Yunanistan bin bir zorlukla ülkesine ulaşan Türkiyeli mültecileri dövüp geri itiyor. Avrupa İnsan Hakları Mahkemesi (AİHM) de başvurucuları ‘git Türkiye’de iç hukuku tüket’ diye ‘geri itiyor’.
Yunanistan’da uluslararası hukuku çiğneyen memur kimlikli çeteler AİHM’den daha dürüst; en azından ne yaptıklarının bilinciyle maske takıyorlar. Avrupa’da insan haklarının koruyucusu olması gereken en yüksek organ ise maske takma ihtiyacı hissetmediği gibi bir de doğru ve hukuka uygun davrandığı iddiasını sürdürüyor.
Baksanıza mahkeme Başkanı Robert Spano’nun Türkiye temaslarına bile ‘standart uygulama’ demişler. Seçilmiş belediye başkanı yerine AKP’nin atadığı kayyımla görüşmesi geziyi skandal yapmaya yeter oysa.

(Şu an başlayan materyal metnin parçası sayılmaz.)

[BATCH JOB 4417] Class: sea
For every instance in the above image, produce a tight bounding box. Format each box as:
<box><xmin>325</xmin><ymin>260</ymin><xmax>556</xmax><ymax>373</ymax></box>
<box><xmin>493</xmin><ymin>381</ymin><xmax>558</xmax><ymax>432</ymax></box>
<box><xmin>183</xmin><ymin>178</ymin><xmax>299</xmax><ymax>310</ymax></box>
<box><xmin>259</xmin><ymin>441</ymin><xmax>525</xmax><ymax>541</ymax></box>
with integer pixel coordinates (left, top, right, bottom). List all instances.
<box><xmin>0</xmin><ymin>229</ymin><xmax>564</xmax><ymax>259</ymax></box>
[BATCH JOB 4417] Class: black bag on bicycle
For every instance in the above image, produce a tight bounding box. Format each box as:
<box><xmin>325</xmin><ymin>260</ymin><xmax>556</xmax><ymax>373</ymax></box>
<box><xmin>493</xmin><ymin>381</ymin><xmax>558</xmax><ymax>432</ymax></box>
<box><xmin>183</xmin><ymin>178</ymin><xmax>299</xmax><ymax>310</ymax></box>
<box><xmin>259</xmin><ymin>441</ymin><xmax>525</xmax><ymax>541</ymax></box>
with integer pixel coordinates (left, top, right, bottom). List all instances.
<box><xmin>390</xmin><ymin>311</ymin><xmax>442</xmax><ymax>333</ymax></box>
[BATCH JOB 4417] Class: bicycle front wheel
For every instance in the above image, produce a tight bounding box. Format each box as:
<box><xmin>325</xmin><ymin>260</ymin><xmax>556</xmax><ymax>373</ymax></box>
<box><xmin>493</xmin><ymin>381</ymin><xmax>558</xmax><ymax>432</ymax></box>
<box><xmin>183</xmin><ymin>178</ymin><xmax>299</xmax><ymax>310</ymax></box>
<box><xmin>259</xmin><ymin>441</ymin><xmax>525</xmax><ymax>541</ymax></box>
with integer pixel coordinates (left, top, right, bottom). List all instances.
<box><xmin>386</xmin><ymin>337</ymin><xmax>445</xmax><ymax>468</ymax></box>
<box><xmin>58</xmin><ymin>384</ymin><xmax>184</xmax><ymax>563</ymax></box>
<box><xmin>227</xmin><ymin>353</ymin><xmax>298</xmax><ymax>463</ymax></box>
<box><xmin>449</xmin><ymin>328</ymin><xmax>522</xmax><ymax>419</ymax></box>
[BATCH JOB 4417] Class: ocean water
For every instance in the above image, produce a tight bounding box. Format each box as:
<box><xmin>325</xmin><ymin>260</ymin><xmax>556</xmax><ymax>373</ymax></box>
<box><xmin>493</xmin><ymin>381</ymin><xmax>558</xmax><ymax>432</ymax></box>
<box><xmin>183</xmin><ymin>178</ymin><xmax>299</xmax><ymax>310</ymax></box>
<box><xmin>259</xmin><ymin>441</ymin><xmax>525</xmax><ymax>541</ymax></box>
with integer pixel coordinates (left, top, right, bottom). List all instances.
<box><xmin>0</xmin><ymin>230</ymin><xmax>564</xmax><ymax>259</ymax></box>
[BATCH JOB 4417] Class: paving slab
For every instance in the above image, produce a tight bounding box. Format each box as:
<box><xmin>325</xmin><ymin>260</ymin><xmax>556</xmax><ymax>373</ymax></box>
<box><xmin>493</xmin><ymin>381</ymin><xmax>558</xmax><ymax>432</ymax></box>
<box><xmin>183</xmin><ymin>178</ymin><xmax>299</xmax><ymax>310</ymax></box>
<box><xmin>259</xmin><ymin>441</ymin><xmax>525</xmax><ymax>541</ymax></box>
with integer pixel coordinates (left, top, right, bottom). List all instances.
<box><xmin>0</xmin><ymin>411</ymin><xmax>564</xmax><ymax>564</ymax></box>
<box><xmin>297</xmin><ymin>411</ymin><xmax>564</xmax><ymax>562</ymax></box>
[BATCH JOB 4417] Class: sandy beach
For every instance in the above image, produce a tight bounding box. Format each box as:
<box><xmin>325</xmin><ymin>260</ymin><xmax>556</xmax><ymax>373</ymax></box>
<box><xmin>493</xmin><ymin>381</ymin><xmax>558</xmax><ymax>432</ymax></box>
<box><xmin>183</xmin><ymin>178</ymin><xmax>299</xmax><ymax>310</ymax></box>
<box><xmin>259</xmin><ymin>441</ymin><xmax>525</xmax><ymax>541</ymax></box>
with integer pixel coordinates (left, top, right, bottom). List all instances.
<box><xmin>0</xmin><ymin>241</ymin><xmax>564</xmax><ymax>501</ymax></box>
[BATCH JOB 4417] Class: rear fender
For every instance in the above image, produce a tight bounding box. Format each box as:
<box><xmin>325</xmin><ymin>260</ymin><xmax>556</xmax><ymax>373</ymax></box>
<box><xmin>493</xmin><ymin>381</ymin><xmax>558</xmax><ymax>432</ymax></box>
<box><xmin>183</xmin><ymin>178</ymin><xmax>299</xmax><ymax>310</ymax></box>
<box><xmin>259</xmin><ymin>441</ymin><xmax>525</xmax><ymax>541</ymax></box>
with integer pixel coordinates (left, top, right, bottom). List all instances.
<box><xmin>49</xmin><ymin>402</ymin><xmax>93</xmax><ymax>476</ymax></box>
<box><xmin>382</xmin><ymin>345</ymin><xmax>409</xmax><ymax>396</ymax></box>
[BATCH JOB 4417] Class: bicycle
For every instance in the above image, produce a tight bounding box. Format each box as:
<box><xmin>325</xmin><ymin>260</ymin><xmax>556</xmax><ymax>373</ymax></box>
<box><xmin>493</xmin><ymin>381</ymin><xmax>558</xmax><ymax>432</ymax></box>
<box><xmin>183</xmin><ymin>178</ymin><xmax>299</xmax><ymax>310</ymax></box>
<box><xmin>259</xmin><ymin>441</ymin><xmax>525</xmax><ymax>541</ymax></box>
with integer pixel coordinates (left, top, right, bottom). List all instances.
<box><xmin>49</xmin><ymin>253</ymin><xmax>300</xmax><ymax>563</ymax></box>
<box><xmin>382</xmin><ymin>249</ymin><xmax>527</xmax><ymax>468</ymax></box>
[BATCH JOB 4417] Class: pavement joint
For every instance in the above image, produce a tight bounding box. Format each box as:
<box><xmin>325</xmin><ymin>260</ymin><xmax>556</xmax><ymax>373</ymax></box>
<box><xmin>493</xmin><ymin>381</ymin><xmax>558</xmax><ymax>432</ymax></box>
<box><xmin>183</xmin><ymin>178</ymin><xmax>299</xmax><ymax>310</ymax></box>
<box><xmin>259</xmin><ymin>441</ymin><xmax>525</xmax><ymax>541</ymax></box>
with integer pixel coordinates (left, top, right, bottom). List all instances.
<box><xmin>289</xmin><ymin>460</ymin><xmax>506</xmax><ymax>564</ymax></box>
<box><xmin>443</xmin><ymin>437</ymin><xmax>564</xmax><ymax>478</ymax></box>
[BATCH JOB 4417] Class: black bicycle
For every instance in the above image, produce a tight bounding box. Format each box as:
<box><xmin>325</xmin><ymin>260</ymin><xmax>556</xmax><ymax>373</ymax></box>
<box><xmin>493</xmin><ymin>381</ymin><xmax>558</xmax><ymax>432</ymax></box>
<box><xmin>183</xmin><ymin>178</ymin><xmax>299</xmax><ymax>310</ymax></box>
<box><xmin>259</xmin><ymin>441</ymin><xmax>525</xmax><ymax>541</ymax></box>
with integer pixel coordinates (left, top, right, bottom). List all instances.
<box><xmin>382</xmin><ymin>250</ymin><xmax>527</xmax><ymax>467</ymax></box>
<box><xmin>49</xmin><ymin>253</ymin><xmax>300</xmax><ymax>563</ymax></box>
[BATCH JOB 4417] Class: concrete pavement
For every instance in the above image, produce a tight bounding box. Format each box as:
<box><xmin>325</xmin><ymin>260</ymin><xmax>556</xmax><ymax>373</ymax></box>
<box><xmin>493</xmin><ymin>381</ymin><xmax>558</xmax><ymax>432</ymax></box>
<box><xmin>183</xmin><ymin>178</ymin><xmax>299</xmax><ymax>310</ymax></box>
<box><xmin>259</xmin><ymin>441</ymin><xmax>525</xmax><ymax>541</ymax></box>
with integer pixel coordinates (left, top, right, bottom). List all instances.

Türkiye’de hâlâ bir iç hukuk olduğu ön kabulüyle ihlal başvurucularını geri iten AİHM’e bunun doğru olmadığı teknik olarak yüzlerce kez anlatıldı; anlamadılar. Göz yumarak parçası haline geldikleri hukuksuzlukları, Bilal’e anlatır gibi anlatmayı deneyeceğim. Ve bunu ‘Metamorfoz Portreler’ gibi seri yapmayı düşünüyorum.
Gözaltındasınız avukat seçme hakkını kullanamıyorsunuz. Tanınmış biriyseniz avukatınız da zaten yan koğuştadır.
Hasbelkader davanızı almaya biri ikna olsa ifadelere giremez. Atanmış ve ayarlanmış avukatlara mecbur bırakırlar. Konuşacak, ayakta duracak halde olmadığınızı görür, görmezden gelirler. Hatta yanlarında işkence devam ederken arkalarını dönerler.
“Masanın önündeki bir sandalyede oturuyordu. Konuşması için normalde kelepçe olarak kullandıkları plastik bantlarla kırbaçlar gibi vurmaya başladılar; yumruklarıyla da başına ve vücudunun üst kısmına vurdular. Elleri kelepçeli olduğundan kendini korumak için hiçbir şey yapamıyordu. Bir aşamadan sonra artık sırtımı döndüm. Ona kaç kez vurduklarını bilmiyorum. Daha fazla bakamadım. Durdurmak için yapabileceğim bir şey olmadığını biliyordum.” (İnsan Hakları İzleme Örgütü’nün (HRW) ‘Açık Çek – Türkiye’de Darbe Girişimi Sonrası İşkenceye Karşı Koruma Tedbirlerinin Askıya Alınması’ raporu/ https://www.hrw.org/tr/report/2016/10/24/295429)
Bu iyi örneklerden biri. İşkenceyi önlemeye, müdahale etmeye gücü yetmediği için en azından tanıklığını kayıt altına almış.
Polisin fiziki işkencesine işbirlikçi avukatlar psikolojik baskıyla katkı sunar ve her şeyi kabul etmenizi isterler. Aksi halde daha fazlası sizi beklemektedir. Şaşırma duygusunu kaybetmediyseniz aynı cümleleri işkenceci polisten de duyduğunuz için şaşırabilirsiniz. “Avukatın ilk sorusu işkence yaptılar mı? oldu, benim cevap verecek halim yoktu. İşkenceden bahsedersek devam ederler bundan hiç bahsetmeyelim dedi.” ( nordicmonitor.com/2020/09/head-of-operations-at-nato-led-kfor-tortured-in-nazi-like-camp-in-turkey/)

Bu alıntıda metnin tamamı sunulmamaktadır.